1.With respect to the following real property:

A. Defendant A received on July 3, 2013 from the Dosan Registry No. 35239.

Reasons

1. Facts of recognition;

A. On March 22, 2011, the Bankrupt Pakistan Savings Bank extended a loan of KRW 370 million to D, and on June 21, 2011, set up a collateral security of KRW 1.3 billion with the maximum debt amount on the real estate indicated in D’s order.

B. The Defendant Industrial Bank of Korea completed the registration of creation of a neighboring mortgage (No. 20976) with the debtor E and the maximum debt amount of KRW 540,000,000,000 on the real estate indicated in the text. The registration of creation of a new mortgage was transferred to Defendant A on June 27, 2013 due to subrogation on the ground of the registration of creation of a new mortgage.

C. On the other hand, the defendant Industrial Bank of Korea completed the registration of the establishment of the neighboring mortgage on the real estate indicated in the order that the debtor D and the maximum debt amount shall be KRW 540,000,000.

The Pakistan Savings Bank was declared bankrupt on October 30, 2012, and the plaintiff was appointed as a trustee in bankruptcy on the same day.

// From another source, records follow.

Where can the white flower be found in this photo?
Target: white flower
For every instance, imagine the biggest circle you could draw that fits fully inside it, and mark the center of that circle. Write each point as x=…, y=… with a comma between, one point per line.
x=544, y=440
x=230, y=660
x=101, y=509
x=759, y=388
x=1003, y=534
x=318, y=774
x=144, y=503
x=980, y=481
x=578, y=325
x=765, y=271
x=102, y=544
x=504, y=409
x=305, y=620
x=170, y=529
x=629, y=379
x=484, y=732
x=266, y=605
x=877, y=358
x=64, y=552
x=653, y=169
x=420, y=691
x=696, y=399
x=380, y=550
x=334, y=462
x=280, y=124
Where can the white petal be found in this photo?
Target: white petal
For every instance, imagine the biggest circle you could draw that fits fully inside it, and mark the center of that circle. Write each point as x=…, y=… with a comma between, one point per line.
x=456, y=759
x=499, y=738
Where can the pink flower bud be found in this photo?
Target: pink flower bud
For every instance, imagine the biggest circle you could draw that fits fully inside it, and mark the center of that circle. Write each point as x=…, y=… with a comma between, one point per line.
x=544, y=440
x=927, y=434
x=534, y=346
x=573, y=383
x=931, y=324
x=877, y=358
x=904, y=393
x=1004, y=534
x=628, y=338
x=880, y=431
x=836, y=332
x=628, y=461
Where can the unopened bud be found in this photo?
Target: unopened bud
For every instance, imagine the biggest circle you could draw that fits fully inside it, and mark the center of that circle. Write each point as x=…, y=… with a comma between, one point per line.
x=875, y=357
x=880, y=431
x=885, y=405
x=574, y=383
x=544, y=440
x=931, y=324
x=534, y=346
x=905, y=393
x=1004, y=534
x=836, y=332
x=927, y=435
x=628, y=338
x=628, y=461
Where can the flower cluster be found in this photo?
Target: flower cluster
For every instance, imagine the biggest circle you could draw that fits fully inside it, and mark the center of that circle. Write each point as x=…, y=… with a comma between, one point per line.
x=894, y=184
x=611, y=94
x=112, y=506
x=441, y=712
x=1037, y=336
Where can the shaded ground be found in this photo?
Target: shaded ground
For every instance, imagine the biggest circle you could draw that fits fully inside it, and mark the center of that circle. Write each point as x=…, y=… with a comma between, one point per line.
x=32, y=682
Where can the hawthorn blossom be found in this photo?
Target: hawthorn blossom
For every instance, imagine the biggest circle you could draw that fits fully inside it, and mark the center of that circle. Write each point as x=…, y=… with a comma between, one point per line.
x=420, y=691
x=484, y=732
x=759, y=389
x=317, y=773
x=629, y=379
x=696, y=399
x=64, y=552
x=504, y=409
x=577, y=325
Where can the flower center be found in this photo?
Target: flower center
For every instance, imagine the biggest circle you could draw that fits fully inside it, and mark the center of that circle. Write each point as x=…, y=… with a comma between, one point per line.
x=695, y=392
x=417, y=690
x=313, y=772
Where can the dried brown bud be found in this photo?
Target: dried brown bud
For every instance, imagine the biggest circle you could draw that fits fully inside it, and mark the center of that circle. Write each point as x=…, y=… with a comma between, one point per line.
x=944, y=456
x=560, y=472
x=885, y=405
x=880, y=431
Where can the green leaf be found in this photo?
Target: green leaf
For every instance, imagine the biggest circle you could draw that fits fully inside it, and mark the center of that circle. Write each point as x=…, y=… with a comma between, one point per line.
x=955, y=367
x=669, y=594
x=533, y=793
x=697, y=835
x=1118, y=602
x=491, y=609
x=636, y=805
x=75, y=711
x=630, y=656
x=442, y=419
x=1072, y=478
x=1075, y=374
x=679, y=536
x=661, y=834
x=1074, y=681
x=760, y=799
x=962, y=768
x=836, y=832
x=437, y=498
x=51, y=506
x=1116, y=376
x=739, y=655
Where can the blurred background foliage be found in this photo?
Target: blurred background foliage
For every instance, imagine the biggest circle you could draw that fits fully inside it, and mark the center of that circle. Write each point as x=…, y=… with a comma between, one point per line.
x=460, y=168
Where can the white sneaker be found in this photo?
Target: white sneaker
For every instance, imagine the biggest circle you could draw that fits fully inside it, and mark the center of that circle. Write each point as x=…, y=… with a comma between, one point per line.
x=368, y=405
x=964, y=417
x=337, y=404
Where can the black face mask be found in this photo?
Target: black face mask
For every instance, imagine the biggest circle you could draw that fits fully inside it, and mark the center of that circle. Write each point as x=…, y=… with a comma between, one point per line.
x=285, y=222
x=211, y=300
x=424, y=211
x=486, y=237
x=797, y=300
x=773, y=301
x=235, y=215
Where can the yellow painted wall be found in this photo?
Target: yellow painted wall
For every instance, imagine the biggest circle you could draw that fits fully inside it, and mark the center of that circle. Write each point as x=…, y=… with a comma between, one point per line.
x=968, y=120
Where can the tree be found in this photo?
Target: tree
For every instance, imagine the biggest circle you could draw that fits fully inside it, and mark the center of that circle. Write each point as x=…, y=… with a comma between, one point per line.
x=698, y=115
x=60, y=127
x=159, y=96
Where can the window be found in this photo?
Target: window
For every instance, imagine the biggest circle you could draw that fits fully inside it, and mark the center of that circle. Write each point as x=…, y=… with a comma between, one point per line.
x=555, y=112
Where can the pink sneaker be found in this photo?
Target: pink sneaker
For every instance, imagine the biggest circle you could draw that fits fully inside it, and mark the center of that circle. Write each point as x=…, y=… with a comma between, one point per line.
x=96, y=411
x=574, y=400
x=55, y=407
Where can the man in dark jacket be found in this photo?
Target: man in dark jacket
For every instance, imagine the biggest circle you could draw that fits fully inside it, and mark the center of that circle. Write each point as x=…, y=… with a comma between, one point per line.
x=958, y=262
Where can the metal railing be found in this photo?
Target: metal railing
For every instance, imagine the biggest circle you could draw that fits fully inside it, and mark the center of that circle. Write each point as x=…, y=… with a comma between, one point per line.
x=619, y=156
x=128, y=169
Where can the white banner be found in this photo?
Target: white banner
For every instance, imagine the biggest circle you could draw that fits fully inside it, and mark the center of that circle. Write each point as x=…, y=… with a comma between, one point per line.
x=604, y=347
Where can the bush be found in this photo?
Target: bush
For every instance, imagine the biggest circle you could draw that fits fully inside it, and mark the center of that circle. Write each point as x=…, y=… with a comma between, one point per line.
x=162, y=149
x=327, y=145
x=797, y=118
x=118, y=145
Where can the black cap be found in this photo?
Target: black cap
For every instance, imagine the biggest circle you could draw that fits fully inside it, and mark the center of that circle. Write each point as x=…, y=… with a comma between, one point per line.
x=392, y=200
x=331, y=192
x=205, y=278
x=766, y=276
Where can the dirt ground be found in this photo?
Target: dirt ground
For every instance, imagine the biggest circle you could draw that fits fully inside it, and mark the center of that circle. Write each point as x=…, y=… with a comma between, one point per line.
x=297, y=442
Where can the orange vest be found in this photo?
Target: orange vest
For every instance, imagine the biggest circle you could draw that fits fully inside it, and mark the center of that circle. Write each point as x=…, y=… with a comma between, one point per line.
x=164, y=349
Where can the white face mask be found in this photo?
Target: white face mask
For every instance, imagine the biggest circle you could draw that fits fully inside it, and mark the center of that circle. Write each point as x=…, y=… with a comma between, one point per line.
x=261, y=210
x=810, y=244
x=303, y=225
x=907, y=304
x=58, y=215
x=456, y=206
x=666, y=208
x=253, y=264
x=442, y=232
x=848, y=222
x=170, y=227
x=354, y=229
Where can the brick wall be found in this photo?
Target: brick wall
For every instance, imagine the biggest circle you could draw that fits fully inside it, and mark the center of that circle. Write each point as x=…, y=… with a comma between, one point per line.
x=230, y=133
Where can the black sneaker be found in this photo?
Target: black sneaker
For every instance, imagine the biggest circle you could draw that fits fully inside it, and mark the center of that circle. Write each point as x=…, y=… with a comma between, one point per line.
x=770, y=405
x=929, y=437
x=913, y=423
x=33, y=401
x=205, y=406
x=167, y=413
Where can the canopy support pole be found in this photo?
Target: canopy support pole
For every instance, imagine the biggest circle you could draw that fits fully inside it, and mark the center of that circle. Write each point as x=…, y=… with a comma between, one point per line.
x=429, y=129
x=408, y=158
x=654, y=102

[Reasons for Recognition] Each entry of Gap 1 and 2 (including paper numbers), the purport of the whole pleadings

2. The right to collateral security against Defendant A is for the purpose of collateral security, and in principle, the obligee and the mortgagee shall be the same person. Where the right to collateral security is established in the name of a third party who is not the obligee, there is an agreement between the obligee, the obligor, and the third party regarding the right to collateral security, and there is no special circumstance to deem that the right has been actually reverted to the third party by means of assignment of claims, a contract for a third party, an indivisible relationship, etc., the registration of creation of

(See Supreme Court Decision 2006Da50055 Decided January 11, 2007, etc.). However, according to the overall purport of the arguments as to the statement No. 3, it is acknowledged that Defendant A paid money to the Industrial Bank of Korea on June 27, 2013 instead of E was actually borne by the e-mailing Tourism Development Company. Thus, there is no evidence to acknowledge that the claim for reimbursement against e of e-mail was actually reverted to Defendant A. Thus, it is an actual obligee.